There something selfish about how we Americans approach the world, manifesting it through our own experiences and memories. The assassination of Benazir Bhutto seems to be no exception. I can almost see the gunman in the grassy knoll as reporters and analysts throw out allusions and comparisons to the JFK assassination.

Manan Ahmed’s last post drives this home:

The American blogosphere seems obsessed with figuring out how she died …

Yes, it’s so American. And as he points out, it’s not the time to engage far flung speculations. It’s not that the story is unfolding, but that it has caused waves of reaction that are stories of their own, present in our comments and thoughts in only the most facile way. A change has occurred, leaving Manan’s friend uneasy:

As events have unfolded since December 27 it is definitley not just spontaneous reaction of Benazir’s death; it is a well orchestrated move for anarchy and to destabilze the country.

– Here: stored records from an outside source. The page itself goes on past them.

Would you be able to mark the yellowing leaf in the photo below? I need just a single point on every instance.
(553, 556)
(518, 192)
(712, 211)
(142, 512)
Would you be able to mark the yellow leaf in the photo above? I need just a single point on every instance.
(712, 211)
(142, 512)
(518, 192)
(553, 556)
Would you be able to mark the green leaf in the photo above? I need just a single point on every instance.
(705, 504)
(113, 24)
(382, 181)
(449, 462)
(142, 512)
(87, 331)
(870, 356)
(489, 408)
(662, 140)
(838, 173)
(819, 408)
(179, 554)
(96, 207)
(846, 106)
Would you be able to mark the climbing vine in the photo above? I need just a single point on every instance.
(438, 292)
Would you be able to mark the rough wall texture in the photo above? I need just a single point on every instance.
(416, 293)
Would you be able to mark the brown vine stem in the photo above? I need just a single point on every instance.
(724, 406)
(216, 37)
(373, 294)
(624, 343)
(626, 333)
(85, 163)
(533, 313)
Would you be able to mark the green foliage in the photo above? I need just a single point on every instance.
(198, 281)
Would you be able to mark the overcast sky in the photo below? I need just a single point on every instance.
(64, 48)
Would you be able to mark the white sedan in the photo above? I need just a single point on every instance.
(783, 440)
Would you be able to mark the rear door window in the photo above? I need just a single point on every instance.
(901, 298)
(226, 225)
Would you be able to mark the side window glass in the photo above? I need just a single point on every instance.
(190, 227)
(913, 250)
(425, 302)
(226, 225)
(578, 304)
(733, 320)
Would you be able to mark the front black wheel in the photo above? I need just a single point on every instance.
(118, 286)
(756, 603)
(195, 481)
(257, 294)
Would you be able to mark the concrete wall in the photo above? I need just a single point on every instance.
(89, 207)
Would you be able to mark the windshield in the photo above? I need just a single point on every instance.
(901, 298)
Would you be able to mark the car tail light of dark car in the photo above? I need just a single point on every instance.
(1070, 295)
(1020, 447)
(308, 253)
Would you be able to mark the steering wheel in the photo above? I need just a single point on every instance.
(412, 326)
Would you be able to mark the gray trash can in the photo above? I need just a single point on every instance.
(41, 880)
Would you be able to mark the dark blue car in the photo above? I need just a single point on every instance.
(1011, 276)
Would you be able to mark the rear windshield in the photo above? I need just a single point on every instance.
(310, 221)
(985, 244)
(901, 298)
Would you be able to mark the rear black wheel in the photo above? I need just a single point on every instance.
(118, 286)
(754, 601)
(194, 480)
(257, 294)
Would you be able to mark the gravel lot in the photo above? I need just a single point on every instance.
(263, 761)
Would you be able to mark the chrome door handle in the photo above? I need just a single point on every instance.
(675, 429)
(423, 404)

I am selfish enough to grasp onto this: to see the assassination as a pretext greater violence. Bhutto’s assassination is not Kennedy, but Jaurès! Rather than an isolated event, it is a step toward the unleashing of hostility and resentment that has already been brewing. (see also: Rabin, Habyarimana)

I’m not entirely alone making this comparison. Bernard Dugué found the similarities in how political enemies have been demonized shocking. “They killed Bhutto” sounds so much like “they killed Jaurès.”

C’est un fanatique nationaliste qui assassina Jaurès et un fanatique islamiste qui a tué Benazir. Mais le pluriel s’impose. Il faut dire « Ils ».

It was a nationalist fanatic who killed Jaurès and an Islamist fanatic who killed Bhutto. But the plural imposes itself. We must say “they.”